DataFrames.jl
DataFrames.jl copied to clipboard
Add "Assigning a named function to a column as its format"
Assigning a named function to a column as its format
I find the following feature from InMemoryDatasets very useful:
- By default, formatted values are used for operations like: displaying, sorting, grouping, joining,...
- Format evaluation is lazy
- Formats don't change the actual values
Please add it to this package, too. Usage example: Display a column in hex format.
I considered adding this feature but it would add another level of complication to the API. Could you please add more context about the use cases of format that you want?
Note that custom display formatting is currently meant to be handled by formatters https://ronisbr.github.io/PrettyTables.jl/stable/man/formatters/#Formatters.
Could you please add more context about the use cases of format that you want?
Nice that the formatters of pretty tables might already be solving one part of the problem! But how would you write formatted columns to a .csv file? Easy with InMemoryDatasets:
See: https://ufechner7.github.io/2022/08/07/exporting-formatted-datasets.html
In the moment I have to suggest InMemoryDatasets to my collegues, and I am hesitant to do that because the documentation of DataFrames is much better than the documentation of InMemoryDatasets. But if the package DataFrames does not have the features we need I cannot recommend using it.

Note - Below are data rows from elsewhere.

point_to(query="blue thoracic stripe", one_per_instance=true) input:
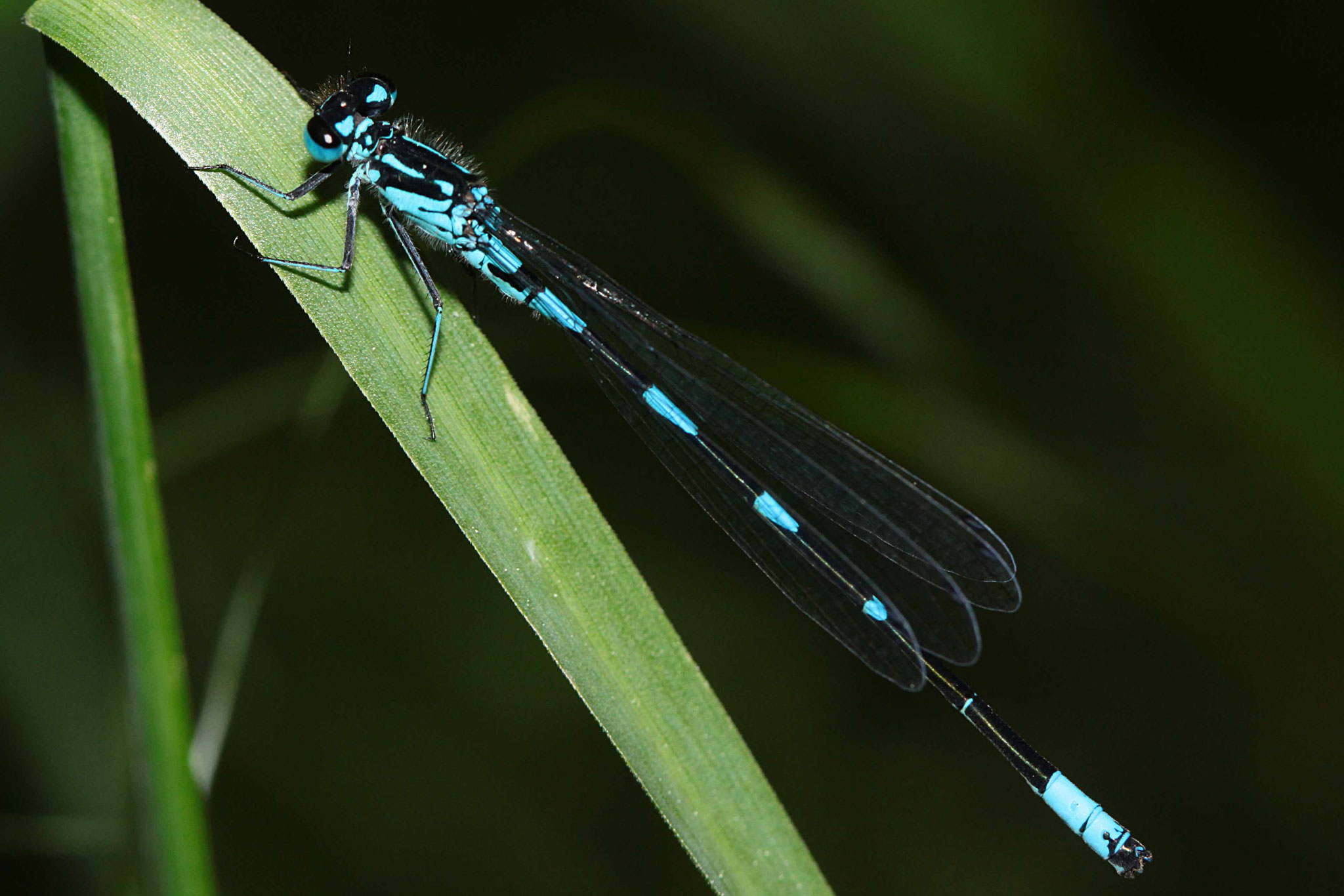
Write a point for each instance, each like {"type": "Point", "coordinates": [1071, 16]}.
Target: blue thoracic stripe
{"type": "Point", "coordinates": [393, 161]}
{"type": "Point", "coordinates": [770, 510]}
{"type": "Point", "coordinates": [556, 311]}
{"type": "Point", "coordinates": [658, 399]}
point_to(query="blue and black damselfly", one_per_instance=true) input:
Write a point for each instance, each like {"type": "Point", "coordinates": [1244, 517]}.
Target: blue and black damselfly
{"type": "Point", "coordinates": [887, 565]}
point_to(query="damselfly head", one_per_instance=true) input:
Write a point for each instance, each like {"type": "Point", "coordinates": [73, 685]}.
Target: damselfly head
{"type": "Point", "coordinates": [333, 125]}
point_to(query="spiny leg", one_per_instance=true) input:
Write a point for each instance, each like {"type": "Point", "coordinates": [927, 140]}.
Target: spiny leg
{"type": "Point", "coordinates": [297, 192]}
{"type": "Point", "coordinates": [409, 246]}
{"type": "Point", "coordinates": [347, 260]}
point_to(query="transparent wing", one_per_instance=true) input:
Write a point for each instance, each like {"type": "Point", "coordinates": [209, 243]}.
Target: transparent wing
{"type": "Point", "coordinates": [855, 487]}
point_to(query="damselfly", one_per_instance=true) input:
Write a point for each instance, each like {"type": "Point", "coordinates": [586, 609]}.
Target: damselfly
{"type": "Point", "coordinates": [882, 561]}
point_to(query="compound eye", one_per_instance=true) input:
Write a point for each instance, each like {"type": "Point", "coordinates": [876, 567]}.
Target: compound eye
{"type": "Point", "coordinates": [322, 140]}
{"type": "Point", "coordinates": [374, 94]}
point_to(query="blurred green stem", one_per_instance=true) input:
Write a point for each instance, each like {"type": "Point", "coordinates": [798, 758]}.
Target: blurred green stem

For saving your data to CSV file you can do e.g.:
using CSV
function csv_formatter(col, value)
col == 1 && return @sprintf("%12.6f", value)
return ismissing(value) ? "--" : string(n, base=16, pad=2)
end
CSV.write("output.csv", ds, transform=csv_formatter)
If data is not very large, however, what I would typically do is (I understand this is not feasible for you because of the size of the data and you want a lazy solution?):
CSV.write("output.csv", select(df, :time => ByRow(round6), [:d1, :d2] .=> ByRow(hex), renamecols=false))
Of course I am aware that these solutions are not as convenient in your use case as InMemoryDatasets.jl format feature, but I just want to show how this can be achieved.
For saving your data to CSV file you can do e.g.:
using CSV function csv_formatter(col, value) col == 1 && return @sprintf("%12.6f", value) return ismissing(value) ? "--" : string(n, base=16, pad=2) end CSV.write("output.csv", ds, transform=csv_formatter)
If data is not very large, however, what I would typically do is (I understand this is not feasible for you because of the size of the data and you want a lazy solution?):
CSV.write("output.csv", select(df, :time => ByRow(round6), [:d1, :d2] .=> ByRow(hex), renamecols=false))
Of course I am aware that these solutions are not as convenient in your use case as InMemoryDatasets.jl format feature, but I just want to show how this can be achieved.
Thanks a lot for explaining how I can achieve the same result with DataFrames!